Non è facile valutare gli effetti che queste dinamiche geopolitiche legate al controllo della terra e dell’acqua produrranno in termini di pressione sull’ambiente e di raggiungimento della sicurezza alimentare da parte dei paesi Mena.

Vincoli ambientali e pressione demografica aumentano la competizione sulla terra e sull’acqua, ma le strategie per raggiungere la sicurezza alimentare dipendono non solo dall’aumento delle rese, dunque dagli aspetti che attengono alla produzione, quanto piuttosto dalla distribuzione e dall’accesso al cibo, dunque, dal funzionamento dei mercati e dal rafforzamento della cooperazione internazionale.

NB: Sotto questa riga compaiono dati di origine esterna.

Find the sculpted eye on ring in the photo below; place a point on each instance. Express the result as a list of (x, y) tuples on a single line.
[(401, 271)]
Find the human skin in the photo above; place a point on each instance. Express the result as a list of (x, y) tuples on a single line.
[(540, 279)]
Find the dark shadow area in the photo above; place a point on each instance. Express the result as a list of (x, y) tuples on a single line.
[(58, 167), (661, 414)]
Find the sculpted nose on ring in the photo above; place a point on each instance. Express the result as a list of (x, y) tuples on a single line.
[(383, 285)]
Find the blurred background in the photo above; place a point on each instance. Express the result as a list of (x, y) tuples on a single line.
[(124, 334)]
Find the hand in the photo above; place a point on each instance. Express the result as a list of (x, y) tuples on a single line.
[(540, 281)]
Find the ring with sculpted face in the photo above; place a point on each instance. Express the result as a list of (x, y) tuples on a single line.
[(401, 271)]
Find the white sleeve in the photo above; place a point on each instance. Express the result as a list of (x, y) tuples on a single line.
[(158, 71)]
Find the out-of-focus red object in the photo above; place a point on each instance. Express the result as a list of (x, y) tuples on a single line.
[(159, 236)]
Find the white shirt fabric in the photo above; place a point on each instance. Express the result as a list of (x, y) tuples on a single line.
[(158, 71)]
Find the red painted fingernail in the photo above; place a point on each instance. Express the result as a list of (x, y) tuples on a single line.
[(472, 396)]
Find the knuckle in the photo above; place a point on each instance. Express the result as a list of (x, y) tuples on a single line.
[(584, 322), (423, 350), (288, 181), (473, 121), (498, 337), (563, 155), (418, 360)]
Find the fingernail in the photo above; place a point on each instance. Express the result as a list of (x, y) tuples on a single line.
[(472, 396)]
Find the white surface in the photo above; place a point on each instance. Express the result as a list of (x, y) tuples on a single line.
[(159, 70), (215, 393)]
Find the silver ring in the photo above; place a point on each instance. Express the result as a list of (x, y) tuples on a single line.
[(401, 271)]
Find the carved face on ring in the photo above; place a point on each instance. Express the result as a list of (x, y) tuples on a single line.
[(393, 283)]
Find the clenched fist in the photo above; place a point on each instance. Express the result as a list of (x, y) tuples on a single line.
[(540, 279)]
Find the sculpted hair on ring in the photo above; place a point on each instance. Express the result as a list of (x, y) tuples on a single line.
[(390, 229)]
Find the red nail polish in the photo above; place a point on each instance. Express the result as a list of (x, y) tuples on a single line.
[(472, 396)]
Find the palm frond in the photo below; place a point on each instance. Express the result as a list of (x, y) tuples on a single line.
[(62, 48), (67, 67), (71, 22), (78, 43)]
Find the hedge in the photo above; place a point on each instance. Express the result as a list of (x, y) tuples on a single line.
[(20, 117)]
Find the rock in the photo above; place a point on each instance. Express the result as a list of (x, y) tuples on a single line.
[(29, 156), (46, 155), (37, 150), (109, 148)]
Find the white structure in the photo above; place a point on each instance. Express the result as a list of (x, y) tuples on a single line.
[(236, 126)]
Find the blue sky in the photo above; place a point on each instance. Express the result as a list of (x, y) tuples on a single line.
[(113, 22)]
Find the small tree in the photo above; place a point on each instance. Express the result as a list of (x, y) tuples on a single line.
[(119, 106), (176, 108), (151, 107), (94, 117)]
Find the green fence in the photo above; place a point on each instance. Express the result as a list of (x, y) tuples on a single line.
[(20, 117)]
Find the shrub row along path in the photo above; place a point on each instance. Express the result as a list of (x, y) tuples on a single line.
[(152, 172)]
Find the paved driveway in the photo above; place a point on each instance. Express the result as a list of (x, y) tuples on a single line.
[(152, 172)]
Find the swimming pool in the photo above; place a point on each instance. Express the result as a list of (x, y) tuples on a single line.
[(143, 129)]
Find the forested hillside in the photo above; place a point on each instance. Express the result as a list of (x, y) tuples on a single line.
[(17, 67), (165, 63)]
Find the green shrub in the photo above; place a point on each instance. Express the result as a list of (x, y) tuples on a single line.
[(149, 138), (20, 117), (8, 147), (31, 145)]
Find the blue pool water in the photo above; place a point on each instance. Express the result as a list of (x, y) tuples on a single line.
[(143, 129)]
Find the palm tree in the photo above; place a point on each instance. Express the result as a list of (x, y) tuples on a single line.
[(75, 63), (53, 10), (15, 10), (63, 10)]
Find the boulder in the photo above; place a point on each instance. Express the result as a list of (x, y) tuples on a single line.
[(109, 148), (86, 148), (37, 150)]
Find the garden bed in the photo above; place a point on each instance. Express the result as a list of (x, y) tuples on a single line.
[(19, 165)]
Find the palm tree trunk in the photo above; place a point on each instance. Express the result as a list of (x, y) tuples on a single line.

In assenza di politiche volte a stabilizzare i prezzi e garantire lo stoccaggio di derrate alimentari per fronteggiare il rischio climatico e impedire le speculazioni che penalizzano i paesi più dipendenti dal mercato globale delle derrate alimentari, l’acqua e il cibo sono destinati a rimanere al centro dei problemi di sicurezza nei prossimi anni.

Giovanni Canitano è ricercatore, Consiglio Nazionale delle Ricerche (Cnr); Eugenia Ferragina è ricercatore, Istituto di Studi sulle Società del Mediterraneo, Cnr.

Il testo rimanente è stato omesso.